Die SPD versteht sich als Fortschrittspartei. Doch in den Koalitionsverhandlungen steht die SPD dem Fortschritt im Weg. Gemessen an ihren Vorschlägen verhält sie sich wie die strukturkonservativste Partei Deutschlands.
Vielleicht noch einmal zur Erinnerung, liebe SPD: Die deutsche Wirtschaft steckt seit drei Jahren in einer Wirtschaftskrise. Seit 2017 verliert sie an Wettbewerbsfähigkeit. Wir müssen umsteuern. Und zwar jetzt.
Man sollte meinen, das sei längst klar. Doch trotz schockierend schwacher Wachstumsaussichten hat die SPD offensichtlich immer noch nicht begriffen, wie schlecht es um den Standort steht.
In den Koalitionsverhandlungen schlug die SPD allen Ernstes die Wiedereinführung der Vermögensteuer, die Anhebung des Spitzensteuersatzes auf 47 Prozent und des Reichensteuersatzes auf 49 Prozent vor. Eine Entlastung der Unternehmen lehnte die Partei ebenso ab wie Einsparungen im Bundeshaushalt.

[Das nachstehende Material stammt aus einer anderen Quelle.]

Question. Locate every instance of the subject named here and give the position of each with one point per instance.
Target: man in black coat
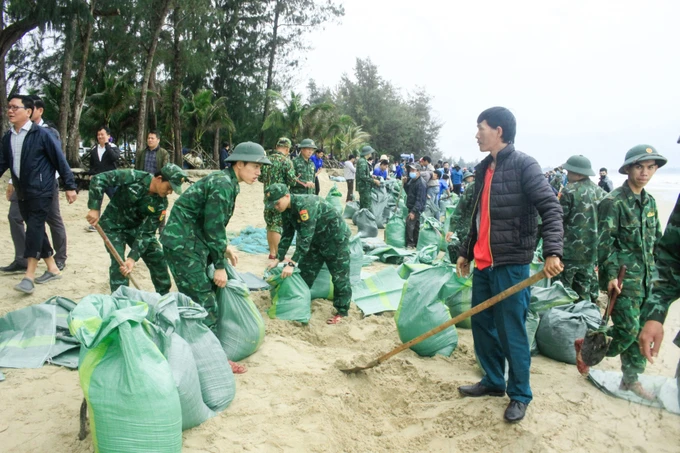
(510, 190)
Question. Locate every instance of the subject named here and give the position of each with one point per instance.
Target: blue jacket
(41, 156)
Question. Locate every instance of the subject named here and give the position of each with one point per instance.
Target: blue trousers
(499, 332)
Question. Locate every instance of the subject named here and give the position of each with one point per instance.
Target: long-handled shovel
(473, 311)
(115, 254)
(592, 349)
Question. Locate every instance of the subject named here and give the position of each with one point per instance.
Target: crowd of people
(587, 230)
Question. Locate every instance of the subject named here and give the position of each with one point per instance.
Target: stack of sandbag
(132, 398)
(334, 198)
(291, 298)
(422, 308)
(561, 326)
(366, 224)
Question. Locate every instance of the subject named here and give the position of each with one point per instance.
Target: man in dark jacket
(416, 196)
(33, 156)
(508, 191)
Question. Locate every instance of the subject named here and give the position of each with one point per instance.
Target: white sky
(582, 77)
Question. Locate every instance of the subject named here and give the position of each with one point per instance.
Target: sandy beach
(294, 399)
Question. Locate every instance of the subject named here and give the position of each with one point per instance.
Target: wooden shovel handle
(114, 252)
(473, 311)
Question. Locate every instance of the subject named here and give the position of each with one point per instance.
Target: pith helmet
(579, 164)
(641, 153)
(307, 143)
(249, 152)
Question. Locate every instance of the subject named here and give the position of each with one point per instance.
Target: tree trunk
(177, 87)
(66, 74)
(270, 68)
(79, 95)
(157, 27)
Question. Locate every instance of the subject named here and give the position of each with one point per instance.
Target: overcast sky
(582, 77)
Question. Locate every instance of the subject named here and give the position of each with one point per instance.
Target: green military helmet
(249, 152)
(641, 153)
(176, 176)
(307, 143)
(274, 193)
(284, 142)
(366, 150)
(579, 164)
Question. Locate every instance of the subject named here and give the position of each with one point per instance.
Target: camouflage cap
(284, 142)
(176, 176)
(641, 153)
(307, 143)
(274, 193)
(249, 152)
(579, 164)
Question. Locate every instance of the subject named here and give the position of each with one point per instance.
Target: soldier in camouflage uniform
(132, 217)
(364, 179)
(280, 171)
(666, 290)
(322, 237)
(628, 225)
(304, 169)
(579, 200)
(195, 235)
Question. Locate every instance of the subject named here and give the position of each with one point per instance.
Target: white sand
(294, 399)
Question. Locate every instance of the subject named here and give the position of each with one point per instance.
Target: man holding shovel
(629, 228)
(509, 191)
(133, 216)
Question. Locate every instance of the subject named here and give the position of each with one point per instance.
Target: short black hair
(503, 118)
(25, 100)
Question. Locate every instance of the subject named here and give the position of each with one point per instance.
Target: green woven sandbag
(422, 308)
(291, 299)
(322, 288)
(132, 398)
(395, 232)
(334, 198)
(240, 327)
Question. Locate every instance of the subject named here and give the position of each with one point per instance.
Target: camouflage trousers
(188, 267)
(152, 257)
(581, 278)
(365, 198)
(336, 256)
(624, 333)
(273, 220)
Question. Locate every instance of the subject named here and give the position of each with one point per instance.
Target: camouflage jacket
(462, 216)
(579, 202)
(304, 171)
(628, 231)
(315, 221)
(280, 171)
(132, 209)
(667, 260)
(364, 180)
(200, 216)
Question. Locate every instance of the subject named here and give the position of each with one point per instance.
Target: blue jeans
(499, 332)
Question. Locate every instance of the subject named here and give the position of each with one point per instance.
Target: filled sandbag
(561, 326)
(291, 298)
(131, 394)
(395, 232)
(422, 308)
(366, 223)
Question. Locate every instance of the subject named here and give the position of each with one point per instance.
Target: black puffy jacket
(518, 191)
(41, 156)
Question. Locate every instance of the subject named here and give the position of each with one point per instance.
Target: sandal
(337, 319)
(237, 368)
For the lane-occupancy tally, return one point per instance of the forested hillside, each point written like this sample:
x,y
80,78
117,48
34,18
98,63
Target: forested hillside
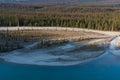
x,y
100,17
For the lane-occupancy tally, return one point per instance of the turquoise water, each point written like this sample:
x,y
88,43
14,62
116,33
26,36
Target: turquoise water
x,y
104,68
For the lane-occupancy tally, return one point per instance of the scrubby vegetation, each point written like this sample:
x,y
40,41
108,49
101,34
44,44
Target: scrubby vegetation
x,y
100,16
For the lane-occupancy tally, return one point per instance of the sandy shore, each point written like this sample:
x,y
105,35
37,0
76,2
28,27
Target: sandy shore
x,y
71,53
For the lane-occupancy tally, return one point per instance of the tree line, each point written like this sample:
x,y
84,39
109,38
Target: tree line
x,y
79,17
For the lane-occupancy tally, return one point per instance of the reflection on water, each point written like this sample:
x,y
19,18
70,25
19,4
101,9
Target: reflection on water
x,y
106,67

Stattdessen will die SPD mit neuen Schulden noch mehr Subventionen auf den Weg bringen. So will SPD-Generalsekretär Matthias Miersch, zufällig Niedersachse, die E-Auto-Prämie wiederbeleben, um Autobauern wie VW aus der Patsche zu helfen. Wenn das alles ist, was die SPD zur Standortstärkung im Köcher hat, dann kann der Standort wirklich einpacken.